Le cours de l’Irrawaddy est longé de zones habitées par des espèces d’oiseaux endémiques ; on connaît au moins quatre de ces zones dans le bassin. Dans la zone centrale viennent passer l’hiver les oiseaux d’eau du Tibet et d’autres régions du nord de l’Himalaya. Ces espèces seront affectées par les changements de la qualité de l’eau et des poissons.

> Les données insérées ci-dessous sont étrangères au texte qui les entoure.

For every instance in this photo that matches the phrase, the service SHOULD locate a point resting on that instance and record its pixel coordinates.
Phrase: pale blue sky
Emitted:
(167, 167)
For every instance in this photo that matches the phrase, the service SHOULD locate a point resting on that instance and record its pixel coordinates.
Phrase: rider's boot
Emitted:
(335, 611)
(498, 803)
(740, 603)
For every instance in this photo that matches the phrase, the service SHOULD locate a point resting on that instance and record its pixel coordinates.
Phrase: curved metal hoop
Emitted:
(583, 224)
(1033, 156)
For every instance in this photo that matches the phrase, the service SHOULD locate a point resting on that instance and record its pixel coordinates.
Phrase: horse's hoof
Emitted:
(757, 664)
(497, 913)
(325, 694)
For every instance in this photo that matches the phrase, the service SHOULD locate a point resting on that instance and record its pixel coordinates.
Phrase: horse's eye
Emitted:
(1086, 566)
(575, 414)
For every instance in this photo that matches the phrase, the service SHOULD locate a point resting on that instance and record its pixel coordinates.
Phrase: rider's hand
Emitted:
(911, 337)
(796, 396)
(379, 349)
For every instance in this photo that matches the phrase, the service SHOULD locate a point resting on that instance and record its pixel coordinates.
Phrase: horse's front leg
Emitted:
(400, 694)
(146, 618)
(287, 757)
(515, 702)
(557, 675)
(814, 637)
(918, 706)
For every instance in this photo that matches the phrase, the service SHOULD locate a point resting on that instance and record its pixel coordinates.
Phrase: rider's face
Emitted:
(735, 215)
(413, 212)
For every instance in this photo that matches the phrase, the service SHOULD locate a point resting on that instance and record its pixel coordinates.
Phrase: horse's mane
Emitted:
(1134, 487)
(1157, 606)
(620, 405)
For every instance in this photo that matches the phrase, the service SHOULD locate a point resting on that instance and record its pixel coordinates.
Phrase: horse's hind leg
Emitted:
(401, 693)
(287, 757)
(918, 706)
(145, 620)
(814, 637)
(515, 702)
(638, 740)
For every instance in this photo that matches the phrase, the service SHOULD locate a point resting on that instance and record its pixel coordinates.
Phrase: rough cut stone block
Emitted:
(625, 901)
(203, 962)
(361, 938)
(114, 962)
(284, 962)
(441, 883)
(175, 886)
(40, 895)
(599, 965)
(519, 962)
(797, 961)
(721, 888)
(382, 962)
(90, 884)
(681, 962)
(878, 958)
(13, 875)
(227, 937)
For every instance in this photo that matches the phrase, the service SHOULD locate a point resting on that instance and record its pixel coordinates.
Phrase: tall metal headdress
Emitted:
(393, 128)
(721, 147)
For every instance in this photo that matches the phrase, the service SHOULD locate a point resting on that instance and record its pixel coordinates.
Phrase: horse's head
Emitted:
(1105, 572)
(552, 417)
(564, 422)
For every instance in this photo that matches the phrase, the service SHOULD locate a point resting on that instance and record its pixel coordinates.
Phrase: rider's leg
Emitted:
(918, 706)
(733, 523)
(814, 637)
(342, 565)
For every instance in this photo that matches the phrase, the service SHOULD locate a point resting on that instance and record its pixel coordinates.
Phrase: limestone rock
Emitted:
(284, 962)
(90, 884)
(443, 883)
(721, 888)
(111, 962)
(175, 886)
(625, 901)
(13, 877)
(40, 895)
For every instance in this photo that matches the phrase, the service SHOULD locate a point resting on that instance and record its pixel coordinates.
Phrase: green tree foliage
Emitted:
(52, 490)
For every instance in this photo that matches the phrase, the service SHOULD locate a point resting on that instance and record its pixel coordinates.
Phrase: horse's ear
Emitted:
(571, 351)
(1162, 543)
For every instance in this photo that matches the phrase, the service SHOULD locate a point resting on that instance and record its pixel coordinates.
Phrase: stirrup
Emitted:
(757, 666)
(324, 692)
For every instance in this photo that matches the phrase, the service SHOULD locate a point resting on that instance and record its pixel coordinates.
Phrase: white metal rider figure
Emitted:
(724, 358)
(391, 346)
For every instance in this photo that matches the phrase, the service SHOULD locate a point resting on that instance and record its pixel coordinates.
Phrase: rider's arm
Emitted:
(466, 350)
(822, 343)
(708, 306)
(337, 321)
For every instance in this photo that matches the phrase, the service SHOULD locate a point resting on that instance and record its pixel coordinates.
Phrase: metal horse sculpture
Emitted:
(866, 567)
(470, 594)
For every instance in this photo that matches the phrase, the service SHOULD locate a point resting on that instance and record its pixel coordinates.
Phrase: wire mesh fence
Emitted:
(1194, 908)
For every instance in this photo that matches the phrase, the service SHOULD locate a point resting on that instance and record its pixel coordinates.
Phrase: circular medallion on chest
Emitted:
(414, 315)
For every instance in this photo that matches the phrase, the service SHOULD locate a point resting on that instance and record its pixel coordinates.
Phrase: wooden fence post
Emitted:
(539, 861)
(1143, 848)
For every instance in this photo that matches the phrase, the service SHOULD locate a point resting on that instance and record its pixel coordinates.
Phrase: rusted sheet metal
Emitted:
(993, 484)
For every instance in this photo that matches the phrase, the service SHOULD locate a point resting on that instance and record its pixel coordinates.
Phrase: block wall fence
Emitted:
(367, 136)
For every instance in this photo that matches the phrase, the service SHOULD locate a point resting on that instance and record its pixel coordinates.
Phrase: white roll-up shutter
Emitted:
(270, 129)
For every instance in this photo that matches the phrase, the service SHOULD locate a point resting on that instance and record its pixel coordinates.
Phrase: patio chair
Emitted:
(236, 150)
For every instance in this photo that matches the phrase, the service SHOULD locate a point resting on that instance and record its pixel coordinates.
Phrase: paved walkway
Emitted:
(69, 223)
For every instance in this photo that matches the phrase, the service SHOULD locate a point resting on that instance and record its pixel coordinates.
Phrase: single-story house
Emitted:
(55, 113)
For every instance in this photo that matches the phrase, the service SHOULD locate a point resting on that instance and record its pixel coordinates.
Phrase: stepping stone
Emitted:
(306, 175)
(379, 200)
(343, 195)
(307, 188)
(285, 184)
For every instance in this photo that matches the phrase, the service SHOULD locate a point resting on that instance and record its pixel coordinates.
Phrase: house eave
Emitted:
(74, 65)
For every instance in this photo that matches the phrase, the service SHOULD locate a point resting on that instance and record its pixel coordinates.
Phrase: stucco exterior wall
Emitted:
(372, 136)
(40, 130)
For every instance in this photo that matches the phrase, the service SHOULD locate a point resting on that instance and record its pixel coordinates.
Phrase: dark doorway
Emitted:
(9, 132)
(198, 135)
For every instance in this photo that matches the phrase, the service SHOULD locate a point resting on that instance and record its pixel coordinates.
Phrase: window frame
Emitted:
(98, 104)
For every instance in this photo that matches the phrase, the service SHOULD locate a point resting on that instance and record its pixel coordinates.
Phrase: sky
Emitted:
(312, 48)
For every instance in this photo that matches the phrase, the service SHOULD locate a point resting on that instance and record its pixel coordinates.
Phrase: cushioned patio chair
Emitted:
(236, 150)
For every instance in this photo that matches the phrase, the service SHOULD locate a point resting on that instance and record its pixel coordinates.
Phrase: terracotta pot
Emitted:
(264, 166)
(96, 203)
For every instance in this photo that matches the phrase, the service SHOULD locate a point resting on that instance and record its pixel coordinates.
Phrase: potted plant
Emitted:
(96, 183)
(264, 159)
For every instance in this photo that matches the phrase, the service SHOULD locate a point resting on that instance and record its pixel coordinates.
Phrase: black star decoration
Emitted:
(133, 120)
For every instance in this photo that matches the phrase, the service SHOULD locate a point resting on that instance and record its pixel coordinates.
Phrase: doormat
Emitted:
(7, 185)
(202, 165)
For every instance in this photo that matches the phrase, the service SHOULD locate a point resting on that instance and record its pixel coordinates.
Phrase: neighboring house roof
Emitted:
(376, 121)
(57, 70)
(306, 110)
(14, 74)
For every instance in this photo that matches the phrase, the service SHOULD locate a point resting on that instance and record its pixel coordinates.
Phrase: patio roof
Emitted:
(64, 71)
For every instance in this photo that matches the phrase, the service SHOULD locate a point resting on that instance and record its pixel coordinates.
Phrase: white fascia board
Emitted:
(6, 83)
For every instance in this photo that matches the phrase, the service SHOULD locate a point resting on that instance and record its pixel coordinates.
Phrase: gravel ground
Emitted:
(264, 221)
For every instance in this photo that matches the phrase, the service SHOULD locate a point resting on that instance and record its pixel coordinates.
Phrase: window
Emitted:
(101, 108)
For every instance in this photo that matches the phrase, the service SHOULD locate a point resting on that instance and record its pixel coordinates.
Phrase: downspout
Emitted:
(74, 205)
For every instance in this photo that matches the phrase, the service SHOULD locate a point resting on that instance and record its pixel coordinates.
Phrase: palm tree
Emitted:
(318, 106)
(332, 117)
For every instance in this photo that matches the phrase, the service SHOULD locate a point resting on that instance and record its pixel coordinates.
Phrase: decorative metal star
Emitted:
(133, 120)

Le dauphin de l’Irrawaddy (Orcaella brevirostris), l’une des quatre espèces de dauphins d’eau douce du monde, classée par l’UICN comme en danger critique d’extinction, est lui aussi menacé par la diminution des proies que provoqueront les perturbations dans les modèles de migration des poissons, la dégradation de la qualité de l’eau et la modification de l’hydrologie.
Les dauphins de l’Irrawaddy se trouvent à 300 km au sud du site prévu pour le barrage de Myitkyna. La population les vénère et les pêcheurs ont une méthode qui inclut leur coopération : les dauphins répondent à leurs signaux en nageant en demi-cercles de plus en plus serrés de manière à rassembler les bancs de poissons. Mais leur habitat a déjà diminué de 60 % au cours du siècle dernier, et l’on estime que leur population est, au mieux, de 59 individus.